SHINOBI (Japan – 2005)
Directed by: Ten Shimoyama
Starring: Jo Odagiri, Nakama Yukie, Erika Sawajiri
“Filled with absolutely breathtaking cinematography, a strong cast and excellent special effects SHINOBI stikes a pitch perfect balance between the romance and action aspects of its story, neatly striking the mid point between art house and glossy multiplex.”
- Todd Brown, Twitch
Not the ninja movie you’d expect, SHINOBI is more like, “What If the X-MEN teamed up with BATMAN and took on the Justice League who were led by SPIDER-MAN, and the whole thing was directed by Michael Bay who had just gotten a total blood transfusion from Tim Burton and the script was written by Stan Lee?” It’s a nuclear popcorn movie with a Romeo and Juliet core where ninjas don’t leap and kill but shoot their fingers out, stretch, run faster than the Flash, steal your face, shoot lethal eye beams, and breathe poison clouds.
In the early Tokugawa era, ninjas are super-bad weapons of mass destruction and the two coolest ninja clans have been exiled to two remote mountain villages where they won’t be able to fly around in public and freak everyone out. Gennosuke (screen idol, Jo Odagiri) lives in the Koga Clan’s ninja village and their mortal enemies, the Iga Clan, live on the other side of the mountain. One day Gennosuke bumps into Iga gal, Oboro (Nakama Yukie) and they fall for each other. But their forbidden love comes to an abrupt halt when the Shogun, a paranoid recluse, becomes convinced that idle ninjas are the devil’s playground and he vows to have a ninja-free kingdom ASAP. So he pits Iga against Koga and sits back to watch these troublesome killers wipe each other out. And wipe each other out they do. Each gifted with a different super-power, and trained from birth to hate each other for no good reason except it keeps them weak and divided, the ninjas are only too happy to shred each other into CGI blood mist, dancing on the Shogun’s strings.

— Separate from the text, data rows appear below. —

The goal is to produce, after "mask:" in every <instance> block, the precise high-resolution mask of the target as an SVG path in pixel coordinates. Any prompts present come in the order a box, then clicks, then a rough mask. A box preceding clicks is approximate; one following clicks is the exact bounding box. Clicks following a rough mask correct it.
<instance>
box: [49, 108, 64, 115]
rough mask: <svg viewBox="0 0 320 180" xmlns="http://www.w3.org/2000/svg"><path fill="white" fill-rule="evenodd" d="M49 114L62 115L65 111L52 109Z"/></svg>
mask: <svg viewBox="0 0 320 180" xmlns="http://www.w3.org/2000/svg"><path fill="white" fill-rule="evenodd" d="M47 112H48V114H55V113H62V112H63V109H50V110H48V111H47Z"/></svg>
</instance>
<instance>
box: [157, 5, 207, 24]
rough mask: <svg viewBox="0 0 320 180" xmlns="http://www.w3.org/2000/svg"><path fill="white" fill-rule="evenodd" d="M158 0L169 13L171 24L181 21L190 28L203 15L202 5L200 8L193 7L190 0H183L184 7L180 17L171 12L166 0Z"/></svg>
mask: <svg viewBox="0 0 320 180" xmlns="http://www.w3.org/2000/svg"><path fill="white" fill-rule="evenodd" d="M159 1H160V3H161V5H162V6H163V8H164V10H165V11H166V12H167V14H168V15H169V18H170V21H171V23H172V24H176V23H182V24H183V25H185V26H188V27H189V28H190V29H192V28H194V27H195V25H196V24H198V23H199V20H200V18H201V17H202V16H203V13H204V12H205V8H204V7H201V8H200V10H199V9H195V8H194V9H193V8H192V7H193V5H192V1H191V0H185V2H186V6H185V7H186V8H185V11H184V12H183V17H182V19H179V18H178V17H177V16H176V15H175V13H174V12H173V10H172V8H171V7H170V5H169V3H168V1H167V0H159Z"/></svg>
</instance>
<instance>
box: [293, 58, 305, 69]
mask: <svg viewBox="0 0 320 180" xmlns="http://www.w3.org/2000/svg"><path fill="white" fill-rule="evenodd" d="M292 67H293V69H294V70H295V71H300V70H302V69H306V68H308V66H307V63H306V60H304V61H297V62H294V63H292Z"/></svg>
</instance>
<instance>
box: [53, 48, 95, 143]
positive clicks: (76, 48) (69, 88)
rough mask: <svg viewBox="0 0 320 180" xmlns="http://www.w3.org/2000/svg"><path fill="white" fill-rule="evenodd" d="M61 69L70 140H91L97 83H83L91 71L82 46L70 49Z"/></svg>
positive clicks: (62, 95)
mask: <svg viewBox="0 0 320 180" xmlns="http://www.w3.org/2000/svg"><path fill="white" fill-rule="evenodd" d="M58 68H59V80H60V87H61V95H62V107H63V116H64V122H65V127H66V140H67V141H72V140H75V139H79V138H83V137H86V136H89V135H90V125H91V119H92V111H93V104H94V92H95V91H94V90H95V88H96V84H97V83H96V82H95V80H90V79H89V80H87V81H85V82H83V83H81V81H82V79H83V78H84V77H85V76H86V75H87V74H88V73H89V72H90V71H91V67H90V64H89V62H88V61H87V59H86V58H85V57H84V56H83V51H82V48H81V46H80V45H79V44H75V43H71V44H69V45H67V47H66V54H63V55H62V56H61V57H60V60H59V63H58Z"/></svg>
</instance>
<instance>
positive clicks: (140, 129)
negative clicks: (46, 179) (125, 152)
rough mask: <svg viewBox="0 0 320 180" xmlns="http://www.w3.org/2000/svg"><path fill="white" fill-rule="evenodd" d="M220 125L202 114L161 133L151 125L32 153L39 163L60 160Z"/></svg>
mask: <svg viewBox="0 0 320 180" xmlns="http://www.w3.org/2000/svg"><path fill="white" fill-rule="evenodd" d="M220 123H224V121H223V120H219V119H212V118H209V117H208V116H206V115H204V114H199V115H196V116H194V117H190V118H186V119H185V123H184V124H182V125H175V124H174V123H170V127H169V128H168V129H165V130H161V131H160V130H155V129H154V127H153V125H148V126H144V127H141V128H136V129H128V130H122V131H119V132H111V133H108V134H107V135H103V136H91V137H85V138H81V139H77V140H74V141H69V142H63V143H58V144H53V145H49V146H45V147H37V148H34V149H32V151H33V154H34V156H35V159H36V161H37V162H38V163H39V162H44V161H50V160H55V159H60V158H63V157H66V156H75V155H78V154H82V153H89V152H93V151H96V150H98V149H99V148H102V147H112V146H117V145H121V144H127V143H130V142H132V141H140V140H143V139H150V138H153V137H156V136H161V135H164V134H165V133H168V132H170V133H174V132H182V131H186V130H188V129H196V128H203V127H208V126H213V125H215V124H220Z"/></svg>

A major critical and commercial hit when it was released in Japan last year, SHINOBI is being prepped for a US release and one wonders if this heady brew of high melodrama, bizarre visuals and hyperactive action infused with a strong pop sensibility is a cocktail too strong for the Western stomach. As the manufactured war between ninja clans whips itself into a kill crazed frenzy, this flick darkens into real tragedy and its final scenes are like something from some lost EC comic book banned before it could corrupt innocent children. Truly, this is the ninjapocalypse.